I woke up an hour later: Jean-Claude had also fallen asleep and slipped against my arm. His long eyelashes cast childish shadows on his cheeks. The engines still rumbled with a monotonous roar; the noise had become part of me. It caught hold of my head and shoulders and my blood seemed to run rhythmically along my veins. I wondered how the crew managed to keep awake. I looked round and saw the despatcher busily engaged in tightening the straps round the six bundles due to be dropped with us. I shifted Jean-Claude gently and settled him against a bundle of RAF coats: he never stirred. I joined the despatcher just as he was opening the trap.

"What are you doing?" I yelled through the deafening row.

"Leaflets..," he yelled back, pointing to a dozen square parcels on the edge of the hole and turning up the collar of his fur jacket.

The cold wind whistled inside the aircraft. The despatcher cut the strings round the parcels and chucked them out with precise and rapid movements. They hit the slip-stream with a crack. I tightened the scarf around my neck and leaned over the hole. Down below, I could see a city: it looked like a beehive. It also looked very small. The blocks of houses, the straight roads and avenues, the squares and, outside, the neat cutting-out of the land, conveyed a strong impression of design and order.

"Caen..," the sergeant shouted again, in answer to the mute question of my raised eyebrows.

Small puffs of clouds ran past under us in short bursts, hiding the city at broken intervals.

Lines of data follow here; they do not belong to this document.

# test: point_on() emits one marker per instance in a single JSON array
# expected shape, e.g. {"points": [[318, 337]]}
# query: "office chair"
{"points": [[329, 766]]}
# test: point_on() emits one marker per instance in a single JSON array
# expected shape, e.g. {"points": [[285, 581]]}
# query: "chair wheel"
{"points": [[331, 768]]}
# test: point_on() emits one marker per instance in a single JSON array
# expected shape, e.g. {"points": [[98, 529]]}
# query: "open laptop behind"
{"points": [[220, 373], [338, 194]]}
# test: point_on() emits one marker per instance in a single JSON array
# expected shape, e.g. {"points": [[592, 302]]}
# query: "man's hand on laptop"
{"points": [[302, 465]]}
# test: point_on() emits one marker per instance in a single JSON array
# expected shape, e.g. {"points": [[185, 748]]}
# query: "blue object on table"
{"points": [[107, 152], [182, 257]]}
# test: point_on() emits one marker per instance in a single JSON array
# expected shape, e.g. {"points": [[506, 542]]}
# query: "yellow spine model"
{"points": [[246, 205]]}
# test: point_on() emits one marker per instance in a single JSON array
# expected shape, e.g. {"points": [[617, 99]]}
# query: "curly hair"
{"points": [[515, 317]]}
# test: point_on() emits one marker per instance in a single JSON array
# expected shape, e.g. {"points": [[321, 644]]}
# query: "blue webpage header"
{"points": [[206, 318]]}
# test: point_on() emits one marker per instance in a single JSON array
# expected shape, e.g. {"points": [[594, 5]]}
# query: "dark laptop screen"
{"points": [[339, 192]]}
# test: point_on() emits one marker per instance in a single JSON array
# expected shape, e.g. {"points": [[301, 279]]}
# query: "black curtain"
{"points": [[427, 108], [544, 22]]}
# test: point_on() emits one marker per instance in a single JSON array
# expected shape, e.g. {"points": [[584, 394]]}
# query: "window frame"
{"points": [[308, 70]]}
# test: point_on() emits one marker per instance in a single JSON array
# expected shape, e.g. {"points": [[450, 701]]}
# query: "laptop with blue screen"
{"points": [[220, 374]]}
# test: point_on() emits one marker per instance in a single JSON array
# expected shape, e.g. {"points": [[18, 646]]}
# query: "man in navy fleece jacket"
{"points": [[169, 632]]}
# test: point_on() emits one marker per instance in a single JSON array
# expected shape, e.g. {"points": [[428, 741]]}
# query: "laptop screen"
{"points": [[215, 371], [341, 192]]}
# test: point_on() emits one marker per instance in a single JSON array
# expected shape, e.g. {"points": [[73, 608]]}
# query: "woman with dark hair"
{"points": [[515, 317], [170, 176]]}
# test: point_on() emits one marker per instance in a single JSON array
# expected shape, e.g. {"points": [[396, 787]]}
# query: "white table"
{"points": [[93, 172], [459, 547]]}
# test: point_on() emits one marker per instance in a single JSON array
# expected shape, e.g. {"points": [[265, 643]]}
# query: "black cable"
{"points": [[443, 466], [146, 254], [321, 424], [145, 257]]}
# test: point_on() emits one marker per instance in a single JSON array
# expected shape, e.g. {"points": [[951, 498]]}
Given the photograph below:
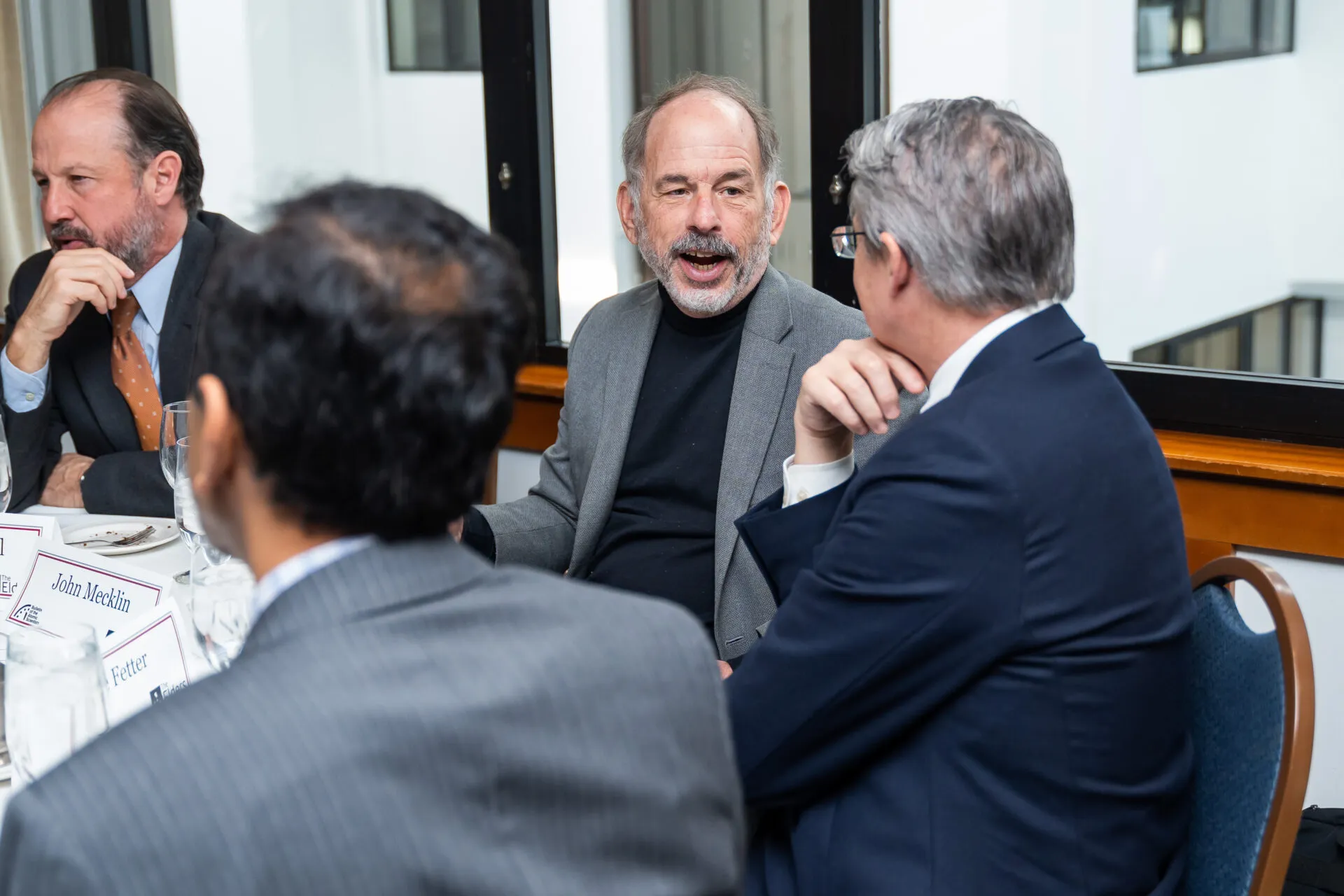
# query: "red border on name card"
{"points": [[18, 601], [150, 628]]}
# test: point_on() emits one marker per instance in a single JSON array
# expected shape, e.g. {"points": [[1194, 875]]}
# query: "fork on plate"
{"points": [[124, 542]]}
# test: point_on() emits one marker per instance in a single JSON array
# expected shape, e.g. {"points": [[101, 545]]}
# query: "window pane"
{"points": [[1306, 323], [309, 99], [435, 35], [1217, 351], [1193, 29], [592, 99], [1268, 340], [1156, 35], [1276, 26], [1230, 26]]}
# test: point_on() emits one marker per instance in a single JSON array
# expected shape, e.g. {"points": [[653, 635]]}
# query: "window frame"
{"points": [[1184, 61]]}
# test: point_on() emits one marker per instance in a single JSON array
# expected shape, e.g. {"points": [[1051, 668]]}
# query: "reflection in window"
{"points": [[435, 35], [1284, 337], [1182, 33]]}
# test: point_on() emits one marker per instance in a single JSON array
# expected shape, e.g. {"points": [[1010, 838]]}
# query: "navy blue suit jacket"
{"points": [[976, 680]]}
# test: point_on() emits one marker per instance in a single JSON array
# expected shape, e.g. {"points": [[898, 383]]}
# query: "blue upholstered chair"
{"points": [[1253, 707]]}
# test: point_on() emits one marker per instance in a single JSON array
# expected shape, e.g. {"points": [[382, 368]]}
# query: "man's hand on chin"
{"points": [[64, 484], [851, 391]]}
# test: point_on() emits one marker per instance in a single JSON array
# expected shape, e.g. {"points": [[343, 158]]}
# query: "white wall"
{"points": [[518, 472], [1199, 192], [1319, 584], [292, 93], [593, 97]]}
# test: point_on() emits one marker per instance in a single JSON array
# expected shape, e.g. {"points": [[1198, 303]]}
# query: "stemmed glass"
{"points": [[220, 584], [220, 605], [6, 476], [185, 501], [54, 696], [172, 428]]}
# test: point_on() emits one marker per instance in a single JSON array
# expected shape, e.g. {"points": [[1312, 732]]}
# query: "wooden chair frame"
{"points": [[1294, 764]]}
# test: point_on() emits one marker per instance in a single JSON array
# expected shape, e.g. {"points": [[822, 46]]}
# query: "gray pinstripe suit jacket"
{"points": [[410, 720], [788, 328]]}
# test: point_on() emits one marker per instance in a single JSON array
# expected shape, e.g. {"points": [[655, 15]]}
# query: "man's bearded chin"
{"points": [[722, 295], [132, 241]]}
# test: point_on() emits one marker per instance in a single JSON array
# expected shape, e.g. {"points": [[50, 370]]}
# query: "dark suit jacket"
{"points": [[83, 399], [412, 720], [976, 680]]}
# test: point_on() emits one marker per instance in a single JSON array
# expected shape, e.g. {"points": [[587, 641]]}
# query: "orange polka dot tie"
{"points": [[132, 374]]}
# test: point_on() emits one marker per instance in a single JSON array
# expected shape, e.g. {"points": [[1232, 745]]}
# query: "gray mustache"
{"points": [[70, 232], [707, 244]]}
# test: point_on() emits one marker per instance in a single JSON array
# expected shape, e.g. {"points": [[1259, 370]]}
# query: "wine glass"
{"points": [[172, 428], [220, 605], [6, 476], [185, 501], [52, 696]]}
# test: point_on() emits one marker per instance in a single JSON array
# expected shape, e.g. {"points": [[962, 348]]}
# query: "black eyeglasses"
{"points": [[846, 241]]}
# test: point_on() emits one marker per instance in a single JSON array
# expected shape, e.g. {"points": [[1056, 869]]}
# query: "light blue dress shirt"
{"points": [[302, 566], [24, 391]]}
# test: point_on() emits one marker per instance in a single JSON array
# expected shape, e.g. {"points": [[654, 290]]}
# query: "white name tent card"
{"points": [[19, 535], [146, 662], [81, 586]]}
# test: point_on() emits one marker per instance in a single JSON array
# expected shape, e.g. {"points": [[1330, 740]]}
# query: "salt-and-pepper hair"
{"points": [[974, 197], [634, 143]]}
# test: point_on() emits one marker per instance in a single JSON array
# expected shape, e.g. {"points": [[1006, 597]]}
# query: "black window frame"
{"points": [[121, 35], [1184, 61], [846, 93]]}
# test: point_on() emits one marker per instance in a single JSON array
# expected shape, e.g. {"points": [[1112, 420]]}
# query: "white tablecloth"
{"points": [[167, 559]]}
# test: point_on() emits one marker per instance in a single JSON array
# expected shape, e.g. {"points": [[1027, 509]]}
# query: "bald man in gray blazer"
{"points": [[678, 410]]}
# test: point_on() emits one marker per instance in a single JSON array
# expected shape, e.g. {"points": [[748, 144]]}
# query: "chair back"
{"points": [[1253, 706]]}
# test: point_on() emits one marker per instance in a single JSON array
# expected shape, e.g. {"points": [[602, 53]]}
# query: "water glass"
{"points": [[172, 429], [6, 476], [219, 605], [52, 696], [185, 503]]}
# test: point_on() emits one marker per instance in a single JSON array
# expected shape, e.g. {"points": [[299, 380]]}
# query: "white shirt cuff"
{"points": [[803, 481], [23, 391]]}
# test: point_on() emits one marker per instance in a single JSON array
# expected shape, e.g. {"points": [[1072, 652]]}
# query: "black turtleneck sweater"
{"points": [[660, 536]]}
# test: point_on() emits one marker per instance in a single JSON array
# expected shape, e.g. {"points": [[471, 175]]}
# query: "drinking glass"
{"points": [[172, 428], [52, 696], [185, 503], [219, 605], [6, 477]]}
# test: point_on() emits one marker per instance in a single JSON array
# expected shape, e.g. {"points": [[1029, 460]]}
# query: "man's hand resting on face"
{"points": [[74, 279], [64, 484], [851, 391]]}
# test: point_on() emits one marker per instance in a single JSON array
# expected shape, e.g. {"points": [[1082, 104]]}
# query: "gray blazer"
{"points": [[412, 720], [788, 328]]}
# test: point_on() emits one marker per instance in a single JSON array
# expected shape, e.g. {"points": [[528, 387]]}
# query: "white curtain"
{"points": [[18, 239]]}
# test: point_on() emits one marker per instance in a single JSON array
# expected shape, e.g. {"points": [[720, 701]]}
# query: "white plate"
{"points": [[164, 532]]}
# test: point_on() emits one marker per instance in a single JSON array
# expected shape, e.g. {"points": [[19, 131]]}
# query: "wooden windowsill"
{"points": [[542, 381], [1253, 460]]}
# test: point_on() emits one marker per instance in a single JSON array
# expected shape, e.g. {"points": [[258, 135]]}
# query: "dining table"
{"points": [[171, 559]]}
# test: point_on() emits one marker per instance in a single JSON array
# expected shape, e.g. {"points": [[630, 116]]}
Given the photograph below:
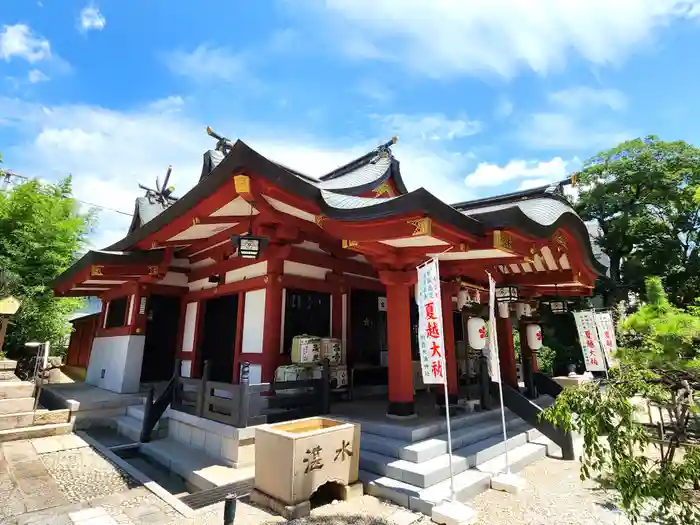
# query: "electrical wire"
{"points": [[7, 175]]}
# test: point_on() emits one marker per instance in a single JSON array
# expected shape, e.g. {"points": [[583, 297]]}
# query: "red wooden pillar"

In between them I could see black shadows sweeping rapidly across the beehive: heavy clouds were passing in front of the moon.
The weather was not improving as we flew further south; it was already poor when we had left England. After all the leaflets had gone, the despatcher started throwing out little cylindrical boxes with tiny parachutes packed on top of them. They whistled as they hit the slip-stream.

"They're pigeons," the sergeant explained after he had closed the trap again. "There's a questionnaire from the BBC in the box with them. The idea is that people answer the questions and let the pigeons fly back home with them. Pretty simple - but I bet half the folks down there eat them. I'm sure I would," he added, with a wink.

Pretty simple, indeed. I wondered how many simple things went on like that that no one knew about. All along, I had ached to keep some sort of a diary of all my activities and new sensations; but that was strictly forbidden, for obvious reasons of security. Now, as I sat down near Jean-Claude again, I wondered how long I would remember my emotions. Maybe I could write them down some day, but what day and when? The past months were very clear and very much of a whole in my memory, although, as soon as we had taken off, their disagreeable moments had receded into a distant unconsciousness.

Could it really be only six months ago that I had had my first interview?

"Do you speak French?" a short and jumpy Captain had asked. His voice was high-pitched and piercing. I had found his cold and bare office after losing myself several times in a labyrinth of corridors inside a large and nondescript block of flats.

"How is it that you speak French so fluently?"

I had explained that I had a French mother and had always lived on the Continent and been brought up like a French girl.

"Are you ready to leave England? Are you ready to do anything we may ask you against the enemy? Can you ride a bicycle?"

I had said yes to everything, although I had no idea what he was getting at.

Three weeks later I had understood, as I began my courses in various super-secret `schools'; hair-raising cross-examinations, tough soldier's training. If anyone had told me that I would spend the summer of 1943 being timed at assault courses, tapping Morse messages on a dummy key, shooting at moving pieces of cardboard, crawling across the countryside and blowing up mock targets, I would have shrugged my shoulders with disbelief.